De son enseignement parmi nous on peut se faire une très juste idée en parcourant le livre où, sous le titre Tradition et critique des textes grecs — qui était déjà celui de sa leçon inaugurale de 1986 —, Jean Irigoin a repris non seulement ce beau texte programmatique mais le résumé de ses cours au Collège comme à l'École des Hautes Étude jusqu'en 1992. Ici, il a su adapter son savoir et sa méthode à ce public forcément hétérogène qui constitue le plus souvent nos auditoires, étant bien conscient que si, comme il l'écrit d'entrée de jeu, « enseigner au Collège est un honneur et un privilège, c'est aussi une tâche redoutable ». De fait, évitant autant que possible la technicité à laquelle peuvent entraîner la critique verbale et, plus encore, la paléographie et la codicologie, il a présenté à ses auditeurs la tradition manuscrite de plusieurs textes antiques parmi les plus fameux, pour expliquer comment il se trouve qu'aujourd'hui encore on puisse lire toute l'œuvre de Platon et une bonne partie de celle d'Aristote, et cela en dépit du fait que ces deux monuments de l'héritage hellénique ont transité par des voies passablement différentes. Les poètes tragiques athéniens lui fournirent la matière de ses derniers cours, avec la mise en évidence du rôle joué par les grammairiens d'Alexandrie dans la sélection drastique qui est à l'origine du corpus hélas très réduit des tragédies parvenues jusqu'à nous. Mais Jean Irigoin s'est penché avec le même intérêt sur des genres moins littéraires.
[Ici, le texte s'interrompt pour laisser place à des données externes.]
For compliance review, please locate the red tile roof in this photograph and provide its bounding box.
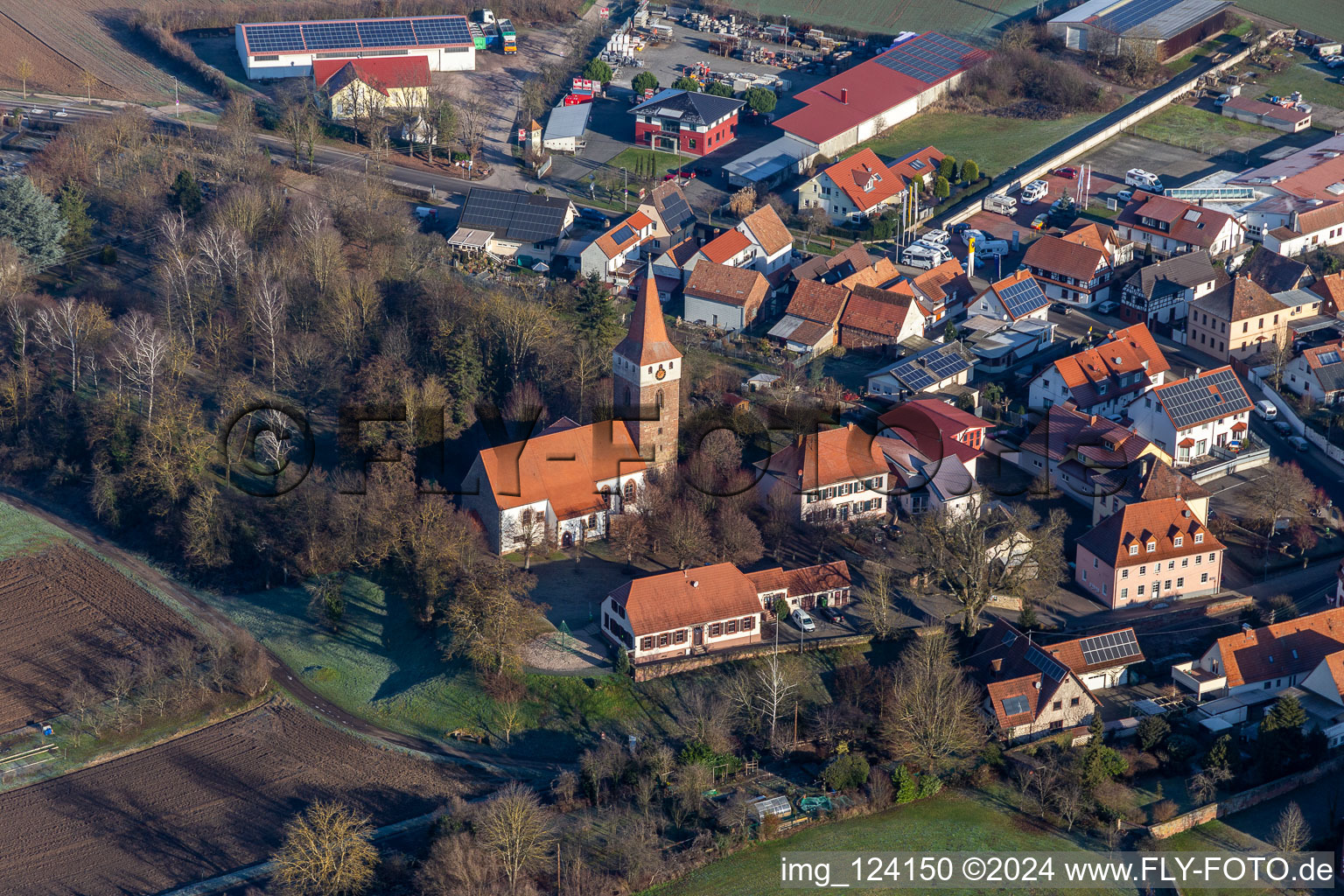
[700,230,752,264]
[774,31,989,144]
[313,56,429,97]
[607,563,760,637]
[1218,607,1344,688]
[765,424,887,492]
[1078,499,1223,570]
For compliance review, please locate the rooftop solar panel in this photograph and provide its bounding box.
[998,276,1050,323]
[356,18,416,47]
[413,16,472,46]
[301,22,364,50]
[243,25,304,52]
[1078,628,1140,666]
[1160,369,1251,430]
[1027,645,1068,681]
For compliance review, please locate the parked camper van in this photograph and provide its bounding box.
[985,193,1018,216]
[900,243,951,270]
[1125,168,1163,193]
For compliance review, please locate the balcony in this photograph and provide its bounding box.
[1172,660,1227,700]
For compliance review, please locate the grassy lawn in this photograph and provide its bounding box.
[1134,105,1278,146]
[645,791,1133,896]
[1251,52,1344,108]
[606,146,695,178]
[862,111,1101,176]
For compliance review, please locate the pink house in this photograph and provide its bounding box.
[1074,497,1224,610]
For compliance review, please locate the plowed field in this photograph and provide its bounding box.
[0,708,458,896]
[0,544,191,731]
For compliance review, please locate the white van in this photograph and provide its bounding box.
[1125,168,1163,193]
[1021,180,1050,206]
[985,193,1018,215]
[900,243,951,270]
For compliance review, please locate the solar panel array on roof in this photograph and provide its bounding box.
[243,16,472,53]
[1161,369,1251,430]
[245,25,304,52]
[1094,0,1186,33]
[998,276,1050,323]
[1078,628,1141,666]
[1027,645,1068,681]
[875,33,976,85]
[458,188,567,243]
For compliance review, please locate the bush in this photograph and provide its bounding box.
[821,752,868,790]
[1148,799,1176,822]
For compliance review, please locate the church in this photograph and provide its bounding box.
[462,262,682,554]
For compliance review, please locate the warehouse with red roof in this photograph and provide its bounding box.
[775,31,989,158]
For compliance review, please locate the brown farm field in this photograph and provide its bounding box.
[0,544,192,732]
[0,0,198,103]
[0,705,461,896]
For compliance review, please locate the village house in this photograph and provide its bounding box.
[798,146,942,224]
[966,270,1050,321]
[313,56,429,121]
[1172,607,1344,703]
[1186,276,1321,361]
[1119,250,1227,326]
[1018,404,1171,505]
[1041,628,1145,690]
[1074,499,1223,610]
[461,264,682,554]
[868,337,976,399]
[1093,459,1209,525]
[969,618,1099,741]
[1284,340,1344,404]
[601,560,850,663]
[1116,191,1246,256]
[682,262,770,332]
[767,279,850,356]
[755,424,888,525]
[1027,324,1171,416]
[1023,234,1114,308]
[1129,367,1251,465]
[840,284,928,349]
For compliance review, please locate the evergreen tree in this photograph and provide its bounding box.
[58,180,93,253]
[0,178,66,268]
[575,274,621,351]
[168,169,201,215]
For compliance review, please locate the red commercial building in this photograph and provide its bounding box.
[630,90,746,156]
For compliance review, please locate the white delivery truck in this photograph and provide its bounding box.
[985,193,1018,216]
[900,243,951,270]
[1125,168,1163,193]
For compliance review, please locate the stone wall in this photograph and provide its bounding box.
[1148,756,1344,840]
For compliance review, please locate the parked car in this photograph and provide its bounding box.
[817,607,844,625]
[789,607,817,632]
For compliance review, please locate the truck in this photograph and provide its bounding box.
[499,18,517,55]
[985,193,1018,216]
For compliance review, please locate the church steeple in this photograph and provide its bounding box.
[612,261,682,467]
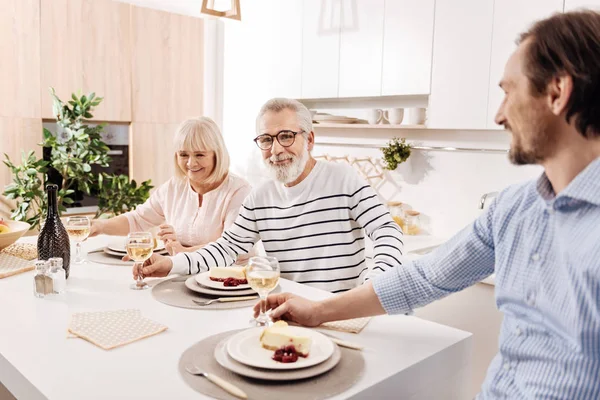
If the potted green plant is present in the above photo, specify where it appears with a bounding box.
[4,88,153,229]
[380,138,411,171]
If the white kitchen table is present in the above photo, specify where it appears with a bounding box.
[0,236,471,400]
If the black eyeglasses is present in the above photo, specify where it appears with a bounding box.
[254,131,304,150]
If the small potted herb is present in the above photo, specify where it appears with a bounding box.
[380,138,411,171]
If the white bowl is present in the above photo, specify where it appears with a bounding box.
[0,220,31,250]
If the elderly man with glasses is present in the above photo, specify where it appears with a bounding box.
[133,98,403,293]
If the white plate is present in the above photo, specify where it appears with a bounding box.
[185,276,256,297]
[214,338,342,381]
[108,239,165,253]
[227,326,335,370]
[196,271,250,290]
[104,247,169,257]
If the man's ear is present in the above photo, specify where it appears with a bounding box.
[546,74,573,115]
[307,131,315,151]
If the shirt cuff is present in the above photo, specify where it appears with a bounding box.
[169,253,191,275]
[371,265,412,314]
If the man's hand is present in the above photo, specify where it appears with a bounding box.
[254,293,323,326]
[123,254,173,279]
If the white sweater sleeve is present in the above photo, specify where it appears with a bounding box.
[169,195,260,275]
[352,176,404,281]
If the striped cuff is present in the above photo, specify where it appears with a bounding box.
[371,265,411,314]
[169,253,191,275]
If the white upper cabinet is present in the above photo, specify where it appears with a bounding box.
[565,0,600,12]
[302,0,341,99]
[427,0,494,129]
[487,0,563,129]
[338,0,385,97]
[381,0,435,96]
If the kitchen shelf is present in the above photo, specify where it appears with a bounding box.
[313,123,427,129]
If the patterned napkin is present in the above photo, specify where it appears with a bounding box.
[68,309,167,350]
[319,317,372,333]
[0,243,37,261]
[0,253,34,279]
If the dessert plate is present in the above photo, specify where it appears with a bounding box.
[185,276,256,297]
[108,238,165,253]
[227,326,336,370]
[214,338,342,381]
[196,271,250,290]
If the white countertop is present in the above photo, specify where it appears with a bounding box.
[0,237,471,400]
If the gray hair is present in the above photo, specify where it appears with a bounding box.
[256,97,313,139]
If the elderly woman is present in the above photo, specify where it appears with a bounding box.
[90,117,250,254]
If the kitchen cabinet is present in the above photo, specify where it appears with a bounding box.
[564,0,600,12]
[427,0,494,129]
[0,117,42,217]
[129,122,179,188]
[486,0,563,129]
[0,0,41,119]
[301,0,341,99]
[131,6,204,123]
[381,0,435,96]
[339,0,385,97]
[40,0,131,121]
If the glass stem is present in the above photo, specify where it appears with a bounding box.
[75,242,81,262]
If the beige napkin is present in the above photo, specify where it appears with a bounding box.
[0,253,33,279]
[68,309,167,350]
[318,317,371,333]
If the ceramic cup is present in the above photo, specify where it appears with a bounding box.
[406,107,426,125]
[367,108,383,125]
[386,108,404,125]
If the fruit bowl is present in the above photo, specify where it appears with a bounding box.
[0,220,30,250]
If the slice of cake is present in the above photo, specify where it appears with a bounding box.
[260,321,312,363]
[209,267,248,286]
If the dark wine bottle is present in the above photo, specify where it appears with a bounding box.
[38,184,71,278]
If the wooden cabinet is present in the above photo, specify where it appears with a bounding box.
[486,0,563,129]
[0,117,42,217]
[381,0,435,96]
[129,122,178,187]
[301,0,341,99]
[564,0,600,12]
[427,0,494,129]
[339,0,385,97]
[0,0,41,119]
[131,6,205,123]
[41,0,131,121]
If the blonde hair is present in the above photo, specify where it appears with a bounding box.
[173,117,229,184]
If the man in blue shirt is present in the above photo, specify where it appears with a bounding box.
[257,11,600,399]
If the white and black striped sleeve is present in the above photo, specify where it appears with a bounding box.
[352,182,404,280]
[169,196,260,275]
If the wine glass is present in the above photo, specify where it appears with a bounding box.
[125,232,154,290]
[246,256,279,326]
[66,216,90,264]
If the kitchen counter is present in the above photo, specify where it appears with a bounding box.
[0,237,472,400]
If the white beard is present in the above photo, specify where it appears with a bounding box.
[263,144,310,184]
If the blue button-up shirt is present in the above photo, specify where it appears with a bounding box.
[373,158,600,399]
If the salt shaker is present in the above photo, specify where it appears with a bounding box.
[48,257,67,294]
[33,260,53,297]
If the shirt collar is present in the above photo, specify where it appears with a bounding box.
[537,157,600,206]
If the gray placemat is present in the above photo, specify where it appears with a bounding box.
[152,277,270,310]
[179,330,365,400]
[85,251,133,267]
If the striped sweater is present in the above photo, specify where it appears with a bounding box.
[171,161,403,293]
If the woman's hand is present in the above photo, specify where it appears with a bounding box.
[157,224,177,245]
[165,240,190,256]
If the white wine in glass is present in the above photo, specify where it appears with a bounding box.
[246,257,280,326]
[125,232,154,290]
[65,216,90,264]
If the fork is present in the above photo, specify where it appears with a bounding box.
[185,365,248,399]
[192,296,258,306]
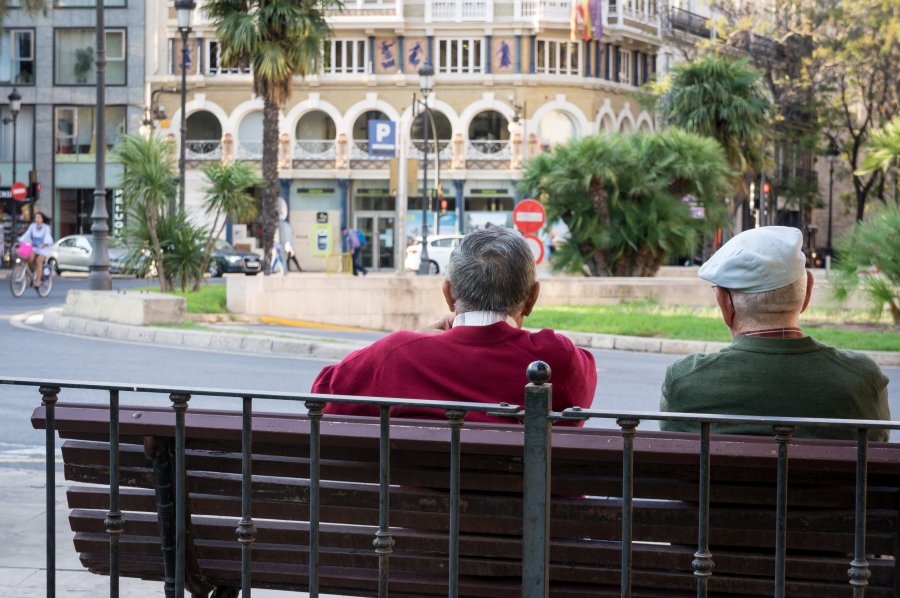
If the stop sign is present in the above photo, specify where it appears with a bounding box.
[9,183,28,201]
[513,199,547,233]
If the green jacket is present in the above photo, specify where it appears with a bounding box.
[660,336,891,441]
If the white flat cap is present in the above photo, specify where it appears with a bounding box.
[697,226,806,293]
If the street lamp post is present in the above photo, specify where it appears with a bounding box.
[413,62,437,275]
[175,0,197,210]
[0,88,20,231]
[825,135,841,259]
[88,0,112,291]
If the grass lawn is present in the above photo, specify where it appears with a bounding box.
[147,284,228,314]
[526,301,900,351]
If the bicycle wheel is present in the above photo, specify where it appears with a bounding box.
[35,274,53,297]
[9,262,28,297]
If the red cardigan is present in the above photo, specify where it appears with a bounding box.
[312,322,597,425]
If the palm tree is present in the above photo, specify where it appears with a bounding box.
[195,162,260,290]
[206,0,340,274]
[113,133,177,291]
[658,55,772,209]
[521,128,733,276]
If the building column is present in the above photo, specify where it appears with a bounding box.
[453,179,466,234]
[337,179,350,244]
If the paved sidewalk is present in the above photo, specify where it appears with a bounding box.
[26,308,900,367]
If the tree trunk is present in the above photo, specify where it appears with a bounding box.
[145,208,171,293]
[262,98,279,275]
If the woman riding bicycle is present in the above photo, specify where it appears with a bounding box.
[19,212,53,288]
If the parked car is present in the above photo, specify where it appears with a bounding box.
[406,235,463,274]
[47,235,128,274]
[209,239,262,278]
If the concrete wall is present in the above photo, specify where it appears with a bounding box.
[227,269,860,331]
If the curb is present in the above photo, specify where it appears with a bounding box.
[43,308,365,360]
[37,308,900,367]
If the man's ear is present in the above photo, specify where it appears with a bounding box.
[715,287,734,328]
[521,282,541,318]
[441,278,456,313]
[800,270,816,314]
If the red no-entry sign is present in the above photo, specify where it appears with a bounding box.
[9,183,28,201]
[513,199,547,233]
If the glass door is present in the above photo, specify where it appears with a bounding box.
[356,213,396,272]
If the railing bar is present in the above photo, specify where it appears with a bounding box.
[372,405,394,598]
[104,390,123,598]
[616,419,640,598]
[306,401,325,598]
[237,397,256,598]
[169,393,191,598]
[691,422,715,598]
[447,409,466,598]
[847,428,872,598]
[38,386,60,598]
[774,426,794,598]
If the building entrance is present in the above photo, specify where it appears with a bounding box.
[355,212,397,272]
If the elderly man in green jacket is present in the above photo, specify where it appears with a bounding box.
[660,226,890,441]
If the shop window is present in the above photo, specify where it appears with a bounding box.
[535,39,581,75]
[437,38,484,75]
[55,106,125,159]
[54,29,126,85]
[0,29,34,85]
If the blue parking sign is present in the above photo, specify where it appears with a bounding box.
[369,120,397,156]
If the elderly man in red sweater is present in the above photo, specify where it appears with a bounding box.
[312,227,597,425]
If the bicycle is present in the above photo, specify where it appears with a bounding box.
[9,245,53,297]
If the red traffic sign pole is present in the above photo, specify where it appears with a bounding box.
[9,183,28,201]
[513,199,547,233]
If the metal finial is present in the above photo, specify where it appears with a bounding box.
[525,361,551,386]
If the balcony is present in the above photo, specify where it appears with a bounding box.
[425,0,494,23]
[325,0,403,23]
[665,6,710,37]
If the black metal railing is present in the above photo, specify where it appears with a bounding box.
[0,370,900,598]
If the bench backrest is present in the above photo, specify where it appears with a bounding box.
[33,403,900,598]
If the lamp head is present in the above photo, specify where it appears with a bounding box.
[8,88,22,114]
[175,0,197,30]
[419,62,434,97]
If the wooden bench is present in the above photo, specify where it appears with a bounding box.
[32,403,900,598]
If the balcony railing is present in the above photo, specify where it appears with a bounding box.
[184,139,222,160]
[466,139,511,160]
[425,0,494,22]
[667,6,709,37]
[235,141,262,160]
[293,139,337,160]
[514,0,572,23]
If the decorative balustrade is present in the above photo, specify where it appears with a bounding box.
[236,141,263,160]
[466,139,511,160]
[293,139,337,160]
[184,139,222,160]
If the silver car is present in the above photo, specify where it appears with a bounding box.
[47,235,128,274]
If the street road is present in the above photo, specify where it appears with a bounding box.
[0,276,900,466]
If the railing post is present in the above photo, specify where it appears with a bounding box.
[103,390,125,598]
[169,393,191,598]
[847,428,872,598]
[773,426,795,598]
[235,397,256,598]
[447,409,466,598]
[305,401,325,598]
[691,422,715,598]
[372,405,394,598]
[38,386,59,598]
[522,361,553,598]
[616,418,641,598]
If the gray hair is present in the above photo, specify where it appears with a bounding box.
[447,226,536,316]
[731,276,806,322]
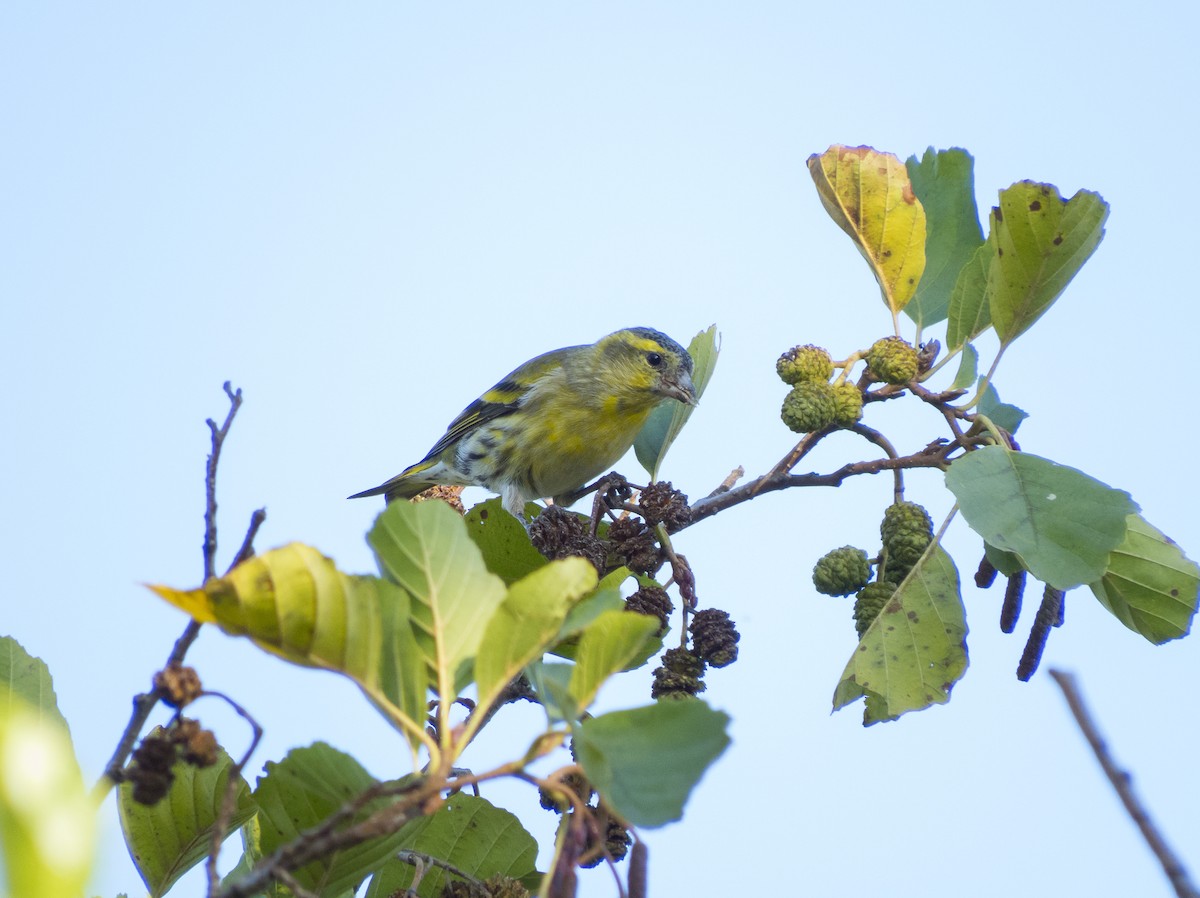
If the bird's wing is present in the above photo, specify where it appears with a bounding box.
[417,346,582,465]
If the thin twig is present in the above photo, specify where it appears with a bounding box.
[204,381,241,580]
[204,692,264,898]
[679,443,960,529]
[216,779,444,898]
[92,381,259,800]
[275,868,319,898]
[1050,670,1200,898]
[848,424,904,504]
[396,849,486,894]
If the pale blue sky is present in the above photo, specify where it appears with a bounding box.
[0,2,1200,898]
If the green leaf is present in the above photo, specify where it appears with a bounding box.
[367,502,505,702]
[950,343,979,390]
[475,557,596,708]
[988,181,1109,346]
[254,744,415,894]
[553,568,630,643]
[634,324,720,480]
[809,145,925,319]
[149,542,432,754]
[0,696,96,898]
[1090,515,1200,645]
[833,545,967,726]
[529,661,580,723]
[946,234,996,349]
[0,636,70,734]
[979,383,1030,433]
[946,445,1138,589]
[116,728,256,898]
[983,543,1025,576]
[463,496,547,583]
[904,146,983,327]
[570,611,661,711]
[366,792,538,898]
[574,699,730,827]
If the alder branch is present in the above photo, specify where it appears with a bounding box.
[214,779,445,898]
[205,692,264,898]
[680,439,971,529]
[1050,670,1200,898]
[92,381,266,795]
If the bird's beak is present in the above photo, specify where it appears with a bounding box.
[660,371,696,406]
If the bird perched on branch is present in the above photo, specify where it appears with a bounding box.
[349,328,696,521]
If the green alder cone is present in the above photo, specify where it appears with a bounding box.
[775,343,833,385]
[780,381,838,433]
[812,546,871,595]
[866,336,920,384]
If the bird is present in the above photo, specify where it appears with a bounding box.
[349,328,696,522]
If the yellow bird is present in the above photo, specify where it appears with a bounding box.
[349,328,696,521]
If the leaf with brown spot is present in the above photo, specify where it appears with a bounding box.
[833,544,967,726]
[984,181,1109,346]
[809,145,925,321]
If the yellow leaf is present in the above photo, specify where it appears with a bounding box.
[150,543,428,748]
[809,145,925,321]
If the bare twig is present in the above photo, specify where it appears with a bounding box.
[204,692,262,898]
[1050,670,1200,898]
[850,424,904,503]
[92,381,266,797]
[680,443,960,529]
[396,849,486,894]
[204,381,241,580]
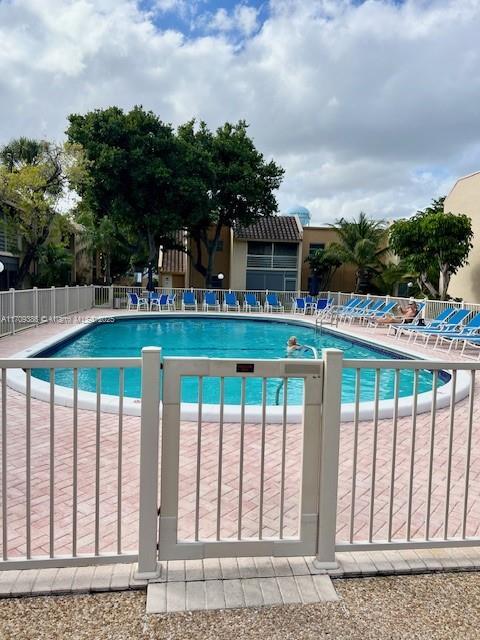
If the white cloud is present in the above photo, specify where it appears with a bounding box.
[0,0,480,222]
[207,4,259,36]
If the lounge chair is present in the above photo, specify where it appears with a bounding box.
[150,293,172,311]
[313,298,333,316]
[365,300,397,327]
[348,300,385,323]
[127,292,149,311]
[406,309,470,344]
[265,293,284,312]
[292,298,307,314]
[203,291,220,311]
[243,293,263,311]
[182,291,197,311]
[387,305,455,338]
[223,291,240,311]
[433,313,480,353]
[337,298,372,322]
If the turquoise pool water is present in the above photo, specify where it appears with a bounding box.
[32,316,444,404]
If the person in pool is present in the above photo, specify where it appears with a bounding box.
[374,300,418,324]
[287,336,303,356]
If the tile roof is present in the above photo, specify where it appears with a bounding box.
[233,216,302,242]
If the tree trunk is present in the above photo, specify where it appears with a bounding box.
[147,229,157,291]
[15,246,37,289]
[202,222,223,289]
[438,264,450,300]
[417,273,438,298]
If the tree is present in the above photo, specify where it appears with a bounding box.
[178,120,284,288]
[390,198,473,300]
[329,211,388,293]
[305,248,342,291]
[67,106,185,288]
[0,138,79,286]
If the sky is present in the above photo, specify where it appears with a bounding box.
[0,0,480,224]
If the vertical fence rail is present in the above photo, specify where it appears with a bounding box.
[137,347,161,578]
[0,358,141,570]
[340,360,480,551]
Entre les philosophes et les poètes, il a fait une place de choix aux écrits des grands médecins grecs, Hippocrate et ses disciples d'abord, puis Galien, dont la lecture l'avait profondément marqué : il a tenu à faire partager à ses auditeurs l'immense admiration que lui inspiraient ces précurseurs de la pensée scientifique moderne.

Car sous des dehors un peu austères, Jean Irigoin était un homme passionné, qui possédait une vertu aujourd'hui menacée de disparition : la capacité de s'émerveiller, alimentée par le goût de la découverte et une curiosité allant bien au-delà, dans le domaine artistique et musical notamment, de son champ d'études. Ses recherches récentes sur la composition métrique des œuvres poétiques grecques ont même été si novatrices qu'elles suscitèrent des réticences, voire des oppositions, amenant l'auteur à se demander, non sans humour, s'il était encore « philologiquement correct » ! La réponse, pleinement convaincante, il l'a donnée en plusieurs articles qui seront bientôt commodément réunis. En 2003 a paru déjà un gros recueil de ses travaux consacrés à la critique historique des textes grecs. D'autres articles encore ont suivi depuis. Jusqu'à la fin, en effet, Jean Irigoin aura travaillé non seulement avec ardeur, mais, de toute évidence, avec plaisir : on s'en persuadera aisément en prenant connaissance de sa contribution au 1er tome de l'Histoire du Collège de France ou d'une étude sur la prononciation du grec ancien chez Rabelais, parue quelques semaines seulement avant sa mort. C'est pourquoi, en fin de compte, il me paraît possible de dire de l'homme de science et de foi qu'a été manifestement notre collègue qu'il fut également un homme heureux, dans la mesure en tout cas où, bénéficiant très longtemps d'une excellente santé, aidé aussi par la présence d'une épouse attentive à préserver sa tranquillité d'esprit, il a pu achever pratiquement tout ce que son intelligence et sa culture exceptionnelles lui avaient donné les moyens d'entreprendre.

 

26 novembre 2006

Denis Knoepfler

 

Grâce à l'amabilité de Mme Jean Irigoin, j'ai pu avoir connaissance d'une notice de caractère autobiographique publiée naguère à Rome sous l'égide de l'Accademia Nazionale dei Lincei (Premi « Antonio Feltrinelli », 2002). Je remercie également deux de mes confrères hellénistes de l'Institut, MM. François Chamoux et Jacques Jouanna, l'un et l'autre liés de très près au défunt, des précisions qu'ils ont bien voulu me fournir sur tel aspect de sa personne, de sa carrière ou de son œuvre.